Which posed the question: does Beethoven actually need much in the way of interpretative intervention? I suppose that depends on who's intervening, and if you attended the Wigmore Hall on Saturday night, you certainly won't have felt indifferent to what you heard. It was the Hagen Quartet's turn to present "Beethoven as a symbol of European Friendship" (the Carmina, Keller and Mosaiques Quartets are scheduled for early next year). Their journey shunted us back and forth from Beethoven's last quartet (Op 135), through the pensive "storm and stress" of his C minor (Op 18 No 4) to the celestial commentaries of his epic 14th in C sharp minor, Op 131.
The playing was breathtaking in its precision, dynamism and agility, with so much inflexional variety and quick-fire point-making that you constantly wanted to shout "hold on there - what was that you played? Let's hear it again!" To be honest, there was probably too much going on, though the sheer physical force of Op 135's scherzo - the manic trio in particular - exerted a circus-like fascination. Eccentricities were legion. The C minor Quartet's opening Allegro ma non tanto, for example, fired away at such a ridiculously fast tempo that pensiveness gave way to mild hysteria. As a "one off" it made for a thrilling encounter, but I'd not want to hear it again.
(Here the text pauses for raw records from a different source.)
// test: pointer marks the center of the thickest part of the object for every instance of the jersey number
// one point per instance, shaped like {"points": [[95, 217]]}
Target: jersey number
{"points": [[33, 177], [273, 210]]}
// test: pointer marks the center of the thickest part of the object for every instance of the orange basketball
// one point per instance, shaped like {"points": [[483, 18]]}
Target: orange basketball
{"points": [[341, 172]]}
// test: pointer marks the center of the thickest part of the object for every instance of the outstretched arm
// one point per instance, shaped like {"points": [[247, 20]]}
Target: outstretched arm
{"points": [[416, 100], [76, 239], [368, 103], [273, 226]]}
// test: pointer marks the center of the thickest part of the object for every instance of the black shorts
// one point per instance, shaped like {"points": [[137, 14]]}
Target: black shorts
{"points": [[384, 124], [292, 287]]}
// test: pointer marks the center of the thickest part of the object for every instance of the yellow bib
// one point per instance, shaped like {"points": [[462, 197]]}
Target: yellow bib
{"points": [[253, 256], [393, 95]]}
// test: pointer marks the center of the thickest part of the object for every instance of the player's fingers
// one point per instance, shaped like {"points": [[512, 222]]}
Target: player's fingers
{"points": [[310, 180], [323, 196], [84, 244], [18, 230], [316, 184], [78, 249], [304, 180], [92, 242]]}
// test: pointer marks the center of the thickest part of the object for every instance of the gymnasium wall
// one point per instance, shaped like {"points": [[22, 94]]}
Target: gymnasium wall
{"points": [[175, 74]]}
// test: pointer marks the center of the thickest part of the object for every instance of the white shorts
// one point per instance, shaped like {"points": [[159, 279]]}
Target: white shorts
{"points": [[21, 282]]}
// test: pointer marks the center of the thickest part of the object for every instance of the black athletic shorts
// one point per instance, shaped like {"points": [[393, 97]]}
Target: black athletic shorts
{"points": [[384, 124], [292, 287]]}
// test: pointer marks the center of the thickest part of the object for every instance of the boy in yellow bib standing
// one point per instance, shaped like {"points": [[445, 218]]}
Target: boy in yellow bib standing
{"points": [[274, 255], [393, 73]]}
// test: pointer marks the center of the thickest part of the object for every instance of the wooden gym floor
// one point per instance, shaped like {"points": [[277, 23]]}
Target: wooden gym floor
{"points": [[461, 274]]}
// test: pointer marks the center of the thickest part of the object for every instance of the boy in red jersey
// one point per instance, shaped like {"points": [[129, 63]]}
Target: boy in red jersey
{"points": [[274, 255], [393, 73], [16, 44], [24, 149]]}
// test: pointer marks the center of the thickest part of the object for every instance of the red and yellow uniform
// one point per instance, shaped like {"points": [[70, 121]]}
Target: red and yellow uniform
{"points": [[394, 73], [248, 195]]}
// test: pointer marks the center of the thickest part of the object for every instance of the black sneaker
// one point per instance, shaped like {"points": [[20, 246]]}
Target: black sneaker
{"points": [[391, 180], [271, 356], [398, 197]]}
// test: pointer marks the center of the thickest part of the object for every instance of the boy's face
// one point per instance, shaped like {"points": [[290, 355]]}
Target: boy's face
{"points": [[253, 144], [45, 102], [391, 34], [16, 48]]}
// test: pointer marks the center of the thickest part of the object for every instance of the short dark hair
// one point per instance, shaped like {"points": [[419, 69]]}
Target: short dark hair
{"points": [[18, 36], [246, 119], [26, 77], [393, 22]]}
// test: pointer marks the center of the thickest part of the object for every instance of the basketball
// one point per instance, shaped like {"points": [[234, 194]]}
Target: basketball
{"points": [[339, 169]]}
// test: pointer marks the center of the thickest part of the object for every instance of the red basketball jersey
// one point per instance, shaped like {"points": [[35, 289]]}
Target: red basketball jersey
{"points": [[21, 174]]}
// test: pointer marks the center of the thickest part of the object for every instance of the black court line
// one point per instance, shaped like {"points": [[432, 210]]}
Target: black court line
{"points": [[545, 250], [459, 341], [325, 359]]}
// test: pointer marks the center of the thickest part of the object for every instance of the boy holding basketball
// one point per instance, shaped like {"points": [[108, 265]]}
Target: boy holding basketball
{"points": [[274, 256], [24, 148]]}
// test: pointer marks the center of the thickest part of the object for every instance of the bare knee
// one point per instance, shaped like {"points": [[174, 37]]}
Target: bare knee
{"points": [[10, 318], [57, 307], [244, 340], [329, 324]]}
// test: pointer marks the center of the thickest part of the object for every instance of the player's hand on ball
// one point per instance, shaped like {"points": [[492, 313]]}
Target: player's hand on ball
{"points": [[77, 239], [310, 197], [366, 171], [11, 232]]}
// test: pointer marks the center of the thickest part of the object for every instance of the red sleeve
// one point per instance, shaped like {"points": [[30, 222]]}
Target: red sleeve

The scherzo was more extreme still, though when it came to Op 131, Beethoven steals the lead on all potential interpreters by parading so many outrageous ideas - one after the other, and with perennial unpredictability - that even the Hagens were brought to heel. Here they calmed to a more acceptable level of excitability and their performance was filled with subtlety and wonder.